Resilience of Pore-Water Chemistry and Calcification in Photosynthetic Zones of Calcifying Sediments

Photosynthetically driven calcification was investigated in diatom-dominated carbonate sediments from Bait Reef, Australia. Laboratory measurements conducted over complete diel cycles, using O₂, pH, $\text{CO}_{3}^{2-}$ , and Ca²⁺ microsensors, confirmed that photosynthesis and respiration drive calcification and calcium release via their respective effects on the local pH. However, the dark situation does not simply mirror the light situation. Profiles showed that calcification and calcium release are not necessarily tightly coupled to the light cycle and that mass transfer phenomena need to be considered in diel chemical dynamics. The magnitude and timing of pH and $\text{CO}_{3}^{2-}$ concentration changes did not simply follow the light cycle. The pH in the upper 3 mm of the sediment changed more rapidly upon illumination than upon darkening.
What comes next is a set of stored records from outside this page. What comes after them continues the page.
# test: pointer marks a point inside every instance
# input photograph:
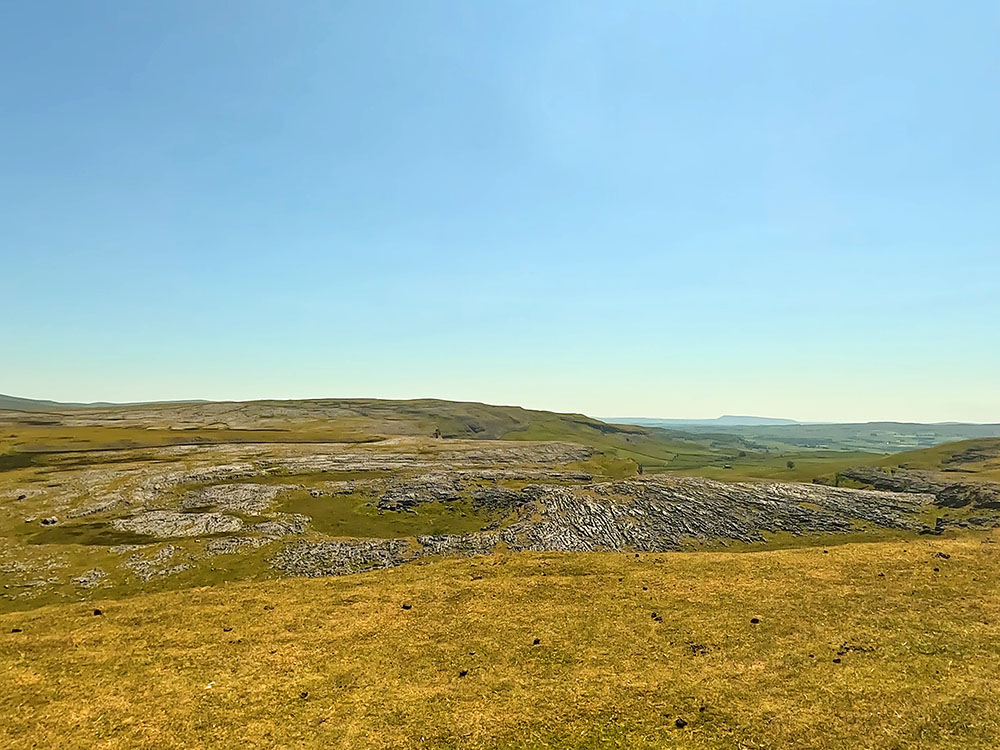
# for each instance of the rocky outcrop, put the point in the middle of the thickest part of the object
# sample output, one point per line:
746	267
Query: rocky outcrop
314	559
248	498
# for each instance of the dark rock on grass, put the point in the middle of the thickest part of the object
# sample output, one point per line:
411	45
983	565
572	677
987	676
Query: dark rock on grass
947	494
166	523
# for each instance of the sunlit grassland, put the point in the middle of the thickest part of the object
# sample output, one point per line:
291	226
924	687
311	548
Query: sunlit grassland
340	662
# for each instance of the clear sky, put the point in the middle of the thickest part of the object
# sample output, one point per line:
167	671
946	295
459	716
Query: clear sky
676	209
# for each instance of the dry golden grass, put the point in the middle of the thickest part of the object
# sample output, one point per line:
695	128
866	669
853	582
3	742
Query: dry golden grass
340	662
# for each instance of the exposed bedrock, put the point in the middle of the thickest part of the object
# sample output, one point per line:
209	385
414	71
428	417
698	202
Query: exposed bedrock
947	494
653	514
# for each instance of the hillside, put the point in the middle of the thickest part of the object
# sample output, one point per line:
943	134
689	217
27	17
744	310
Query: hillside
879	646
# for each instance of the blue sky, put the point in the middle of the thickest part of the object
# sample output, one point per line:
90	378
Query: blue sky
661	209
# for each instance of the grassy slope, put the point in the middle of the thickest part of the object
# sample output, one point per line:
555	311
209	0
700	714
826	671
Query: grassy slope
339	663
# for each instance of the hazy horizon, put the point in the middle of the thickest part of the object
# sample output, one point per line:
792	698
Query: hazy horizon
683	210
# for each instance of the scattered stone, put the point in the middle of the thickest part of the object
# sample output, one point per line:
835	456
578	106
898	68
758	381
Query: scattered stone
166	523
91	578
252	499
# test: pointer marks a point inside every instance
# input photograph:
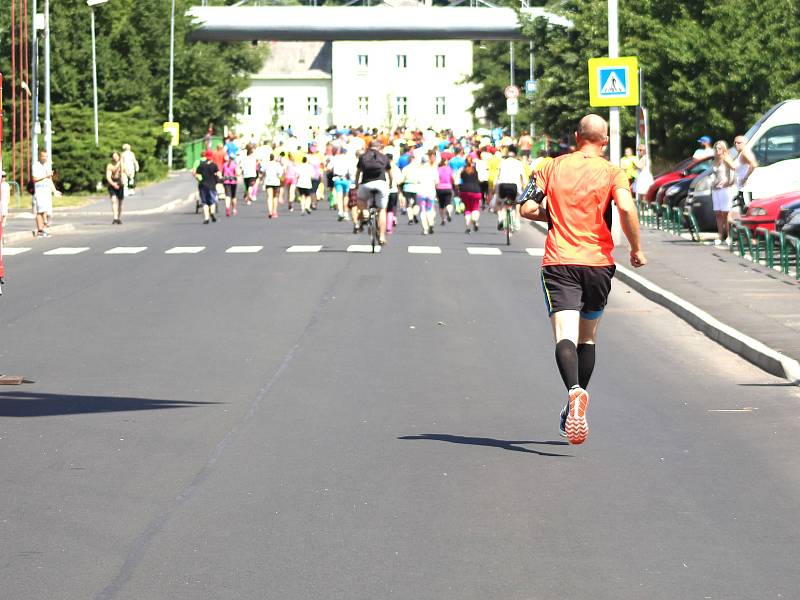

Consequently, photosynthetically induced calcification began shortly (within 1 h) after illumination, but the pH remained elevated and calcification continued for ∼7 h after darkening. Thus, calcification in marine phototrophic sediments is not limited to light periods, but may continue for extended periods after darkening. This decoupling of light, photosynthesis, and calcification has profound consequences for estimates of daily calcification rates, which have previously been made from measurements assuming close to steady states and 12: 12 h light: dark calcification and decalcification. In Bait Reef sediments, such an assumption underestimates daily calcification rates by two- to threefold.